Selection bias occurs when the data you will review is not chosen at random. While there are times to exclude specific data, like when dealing with outliers, choosing or excluding data for a specific reason can create an inaccurate representation of the results your business is achieving.
For example, if you know you generated more leads during a specific month or quarter and choose to only show that quarter as a progress update on lead generation for the year, you could be succumbing to selection bias.
At times, you just want a quick answer so you can make a decision and move on to the next item that requires your attention. This habit can cause you to only review limited data without digging as deeply into the data as you should. In both instances, you might miss the data’s full story.
It’s worth noting that at times you may feel pressured to make a quick decision. In such situations, try delaying the decision so you have more time to review necessary data. If you can’t delay, make the best decision possible based on the data you have. But be aware that limiting your analysis can increase the risk of an undesirable outcome.
If you often make decisions based off of the data that is most readily available and don’t dig in further to get the full picture, you are falling prey to availability bias. Availability bias can be linked to rush-to-solve bias.

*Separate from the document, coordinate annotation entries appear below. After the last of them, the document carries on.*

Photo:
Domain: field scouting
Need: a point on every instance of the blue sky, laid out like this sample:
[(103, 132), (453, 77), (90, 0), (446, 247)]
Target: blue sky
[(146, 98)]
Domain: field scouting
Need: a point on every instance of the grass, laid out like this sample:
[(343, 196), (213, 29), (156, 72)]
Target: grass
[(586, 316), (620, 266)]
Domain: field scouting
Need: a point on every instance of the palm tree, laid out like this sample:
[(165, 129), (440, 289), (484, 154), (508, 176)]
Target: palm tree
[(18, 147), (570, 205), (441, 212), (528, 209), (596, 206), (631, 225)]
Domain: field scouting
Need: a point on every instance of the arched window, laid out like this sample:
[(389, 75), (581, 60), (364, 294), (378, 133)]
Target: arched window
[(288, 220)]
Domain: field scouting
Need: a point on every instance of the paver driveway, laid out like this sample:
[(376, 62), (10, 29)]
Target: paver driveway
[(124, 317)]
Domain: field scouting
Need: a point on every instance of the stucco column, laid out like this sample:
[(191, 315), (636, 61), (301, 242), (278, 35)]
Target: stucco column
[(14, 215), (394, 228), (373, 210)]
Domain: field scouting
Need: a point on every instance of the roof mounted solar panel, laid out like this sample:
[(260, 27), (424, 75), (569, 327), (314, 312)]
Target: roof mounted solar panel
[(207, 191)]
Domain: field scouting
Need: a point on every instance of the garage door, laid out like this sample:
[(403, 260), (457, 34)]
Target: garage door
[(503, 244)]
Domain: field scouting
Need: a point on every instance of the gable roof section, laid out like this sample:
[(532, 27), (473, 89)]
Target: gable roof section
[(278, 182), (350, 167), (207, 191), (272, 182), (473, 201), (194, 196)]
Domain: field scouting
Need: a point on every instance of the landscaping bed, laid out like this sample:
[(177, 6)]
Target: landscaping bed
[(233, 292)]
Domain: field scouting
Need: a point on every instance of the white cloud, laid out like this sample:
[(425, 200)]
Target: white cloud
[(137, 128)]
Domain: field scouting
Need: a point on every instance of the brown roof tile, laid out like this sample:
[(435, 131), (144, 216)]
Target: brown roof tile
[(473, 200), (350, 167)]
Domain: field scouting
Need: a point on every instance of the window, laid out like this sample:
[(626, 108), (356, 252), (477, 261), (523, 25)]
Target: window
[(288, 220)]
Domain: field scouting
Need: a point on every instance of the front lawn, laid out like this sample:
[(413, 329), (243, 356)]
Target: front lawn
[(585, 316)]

If a decision isn’t urgent, dig into your data further to ensure you’re getting the full story from it and not just a piece of the story.
Anchor bias often occurs when someone is unfamiliar with a subject or encounters new concepts, so she “anchors” her responses to the first presented number or piece of information.
A Forbes article about overcoming biases shares techniques to overcome anchor bias which include slowing down, reflecting, and asking more questions.
If you want to make better decisions as a leader when your team presents data about a topic you are unfamiliar with, set aside extra time to ask them questions about the data and the topic and allow for discussion so you can better understand the topic.
Making unbiased decisions is half of the battle when trying to run a successful company. Without the right tools, data collection, exploration, and review can be hard and add to the difficulty of running a company well. With the right approach and the right business intelligence tool, you can make better decisions faster with the data you have.